The Right Coast
July 23, 2004
Hating Wilson and Hating Bush
By Maimon Schwarzschild
William Leuchtenberg's history of the post-First World War US, "The Perils of Prosperity 1914 - 1932" tells the tale of Woodrow Wilson's failure to carry the country with him not only on the League of Nations, but also in behalf of continuing US involvement in the post-war settlement: an involvement which might have moderated some of the idiocies which helped make Hitler and the Second World War inevitable. "Henry Cabot Lodge was not an isolationist", writes Leuchtenberg. "He was, if anything, more willing than Wilson to engage in European power politics. But he was a fierce Republican partisan with his eye on the 1920 election. Furthermore, he fancied himself a 'scholar in politics', and he resented Wilson's assumption of the same role. 'I never expected to hate anyone in politics with the hatred I feel towards Wilson', Lodge had written to Roosevelt in 1915. As the historian John Garraty concluded, 'In the last analysis, Lodge preferred a dead League to the one proposed by Wilson.'"
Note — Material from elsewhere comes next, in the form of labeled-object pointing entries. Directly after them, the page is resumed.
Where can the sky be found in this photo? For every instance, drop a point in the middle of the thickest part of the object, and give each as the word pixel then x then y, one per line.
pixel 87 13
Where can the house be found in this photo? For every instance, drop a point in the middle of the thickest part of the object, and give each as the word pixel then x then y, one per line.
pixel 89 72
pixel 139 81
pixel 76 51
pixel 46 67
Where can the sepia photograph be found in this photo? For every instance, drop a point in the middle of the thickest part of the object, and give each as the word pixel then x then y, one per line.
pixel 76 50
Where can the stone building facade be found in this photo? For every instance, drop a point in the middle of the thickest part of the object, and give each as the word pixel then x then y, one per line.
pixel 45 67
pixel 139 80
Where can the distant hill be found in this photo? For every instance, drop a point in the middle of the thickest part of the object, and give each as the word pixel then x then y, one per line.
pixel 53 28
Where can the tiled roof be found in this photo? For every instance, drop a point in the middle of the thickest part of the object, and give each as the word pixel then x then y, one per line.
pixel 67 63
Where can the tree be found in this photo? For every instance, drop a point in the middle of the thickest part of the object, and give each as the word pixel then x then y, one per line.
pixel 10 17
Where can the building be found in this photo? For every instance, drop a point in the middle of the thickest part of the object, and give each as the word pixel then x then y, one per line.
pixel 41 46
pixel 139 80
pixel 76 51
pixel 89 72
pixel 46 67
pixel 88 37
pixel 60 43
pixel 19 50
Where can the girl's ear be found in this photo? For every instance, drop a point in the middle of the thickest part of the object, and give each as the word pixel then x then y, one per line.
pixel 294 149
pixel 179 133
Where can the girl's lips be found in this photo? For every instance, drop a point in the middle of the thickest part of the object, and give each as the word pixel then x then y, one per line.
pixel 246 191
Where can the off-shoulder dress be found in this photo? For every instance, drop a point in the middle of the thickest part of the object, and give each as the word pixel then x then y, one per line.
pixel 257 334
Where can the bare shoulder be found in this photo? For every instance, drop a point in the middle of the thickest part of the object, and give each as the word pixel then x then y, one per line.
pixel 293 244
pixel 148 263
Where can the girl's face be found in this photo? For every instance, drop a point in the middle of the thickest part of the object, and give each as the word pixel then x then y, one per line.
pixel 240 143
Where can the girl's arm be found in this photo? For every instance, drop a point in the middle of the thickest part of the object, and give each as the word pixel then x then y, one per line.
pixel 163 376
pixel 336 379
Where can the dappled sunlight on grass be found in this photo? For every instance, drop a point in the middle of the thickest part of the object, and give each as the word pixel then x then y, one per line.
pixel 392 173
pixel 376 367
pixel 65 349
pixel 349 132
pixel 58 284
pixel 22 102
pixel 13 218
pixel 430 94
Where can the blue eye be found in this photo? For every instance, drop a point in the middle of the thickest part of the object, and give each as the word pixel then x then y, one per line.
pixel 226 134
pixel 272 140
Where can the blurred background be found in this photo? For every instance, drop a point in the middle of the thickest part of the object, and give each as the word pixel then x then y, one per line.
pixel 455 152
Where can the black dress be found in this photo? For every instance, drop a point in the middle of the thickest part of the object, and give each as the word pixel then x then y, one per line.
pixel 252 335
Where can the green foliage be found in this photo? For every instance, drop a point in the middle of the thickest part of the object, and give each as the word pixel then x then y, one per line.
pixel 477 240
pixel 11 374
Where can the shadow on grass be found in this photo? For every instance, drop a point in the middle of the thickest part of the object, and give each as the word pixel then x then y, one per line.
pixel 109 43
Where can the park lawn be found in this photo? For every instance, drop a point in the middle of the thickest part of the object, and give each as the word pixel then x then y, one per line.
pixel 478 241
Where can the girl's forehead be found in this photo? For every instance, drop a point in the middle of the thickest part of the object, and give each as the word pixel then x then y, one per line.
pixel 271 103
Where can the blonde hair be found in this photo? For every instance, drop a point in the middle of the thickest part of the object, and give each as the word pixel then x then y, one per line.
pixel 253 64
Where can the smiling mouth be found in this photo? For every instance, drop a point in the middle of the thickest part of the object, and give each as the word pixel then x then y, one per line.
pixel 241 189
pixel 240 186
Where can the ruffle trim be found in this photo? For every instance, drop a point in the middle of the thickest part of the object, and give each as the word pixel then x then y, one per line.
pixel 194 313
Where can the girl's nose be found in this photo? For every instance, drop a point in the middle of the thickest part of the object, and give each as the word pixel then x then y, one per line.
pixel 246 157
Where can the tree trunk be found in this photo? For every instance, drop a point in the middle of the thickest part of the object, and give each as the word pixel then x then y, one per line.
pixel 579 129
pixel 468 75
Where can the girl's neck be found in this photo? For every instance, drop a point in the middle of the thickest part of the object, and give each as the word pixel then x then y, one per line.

"The leaders of the Republican party shared Wilson's conviction that foreign policy was a partisan matter", writes Leuchtenberg, "and Wilson was bitterly hated by the two most influential Republicans, Lodge and Theodore Roosevelt. Both had shown considerable interest in the idea of a League at one time, but...they would have nothing to do with a Wilson League. Nor did they intend to permit the Democratic Party to go to the polls in 1920 claiming credit both for having waged a victorious war and for having created a League of Nations. In their...hatred of Wilson, in their concern for the fortunes of the Republican Party, they would stop at nothing, even if they completely undermined the president's position and played into the hands of the European nationalists."
In November 1918, "Roosevelt issued a statement which was duly noted in the capitals of Europe: 'Our allies and our enemies and Mr Wilson himself should all understand that Mr Wilson has no authority whatsoever to speak for the American people at this time... Mr Wilson and his Fourteen Points and his four supplementary points and his five complementary points and all his utterances every which way have ceased to have any shadow of right to be accepted as expressive of the will of the American people.'"
And "When Alice Roosevelt Longworth, Teddy's daughter, saw Wilson enter the White House on his return from Paris, she made the sign of the evil eye and cried: 'A murrain on him, a murrain on him, a murrain on him!'"
Woodrow Wilson was a deeply flawed political character: arrogant, cold, self-righteous. No doubt he brought many of his troubles on himself. But as Leuchtenberg says, "Wilson's defeat is a sad chapter in American history, even if one rejects the more romanticized versions of it." The parallels are obvious to today's enraged hatred for Bush among Democrats and their supporters in the media, in Hollywood, and elsewhere. (It would seem obvious to me that George Bush is a much less readily hateable character than Wilson, except that so many people in fact seem to have worked up so much hatred for him.) The danger, of course, is that this hatred -- if translated into political success this year -- may have incalculable effects for the future, just as the partisan impulse to ensure that Wodrow Wilson should fail, regardless of the cost, had grave costs for America and for the world in the era after the First World War.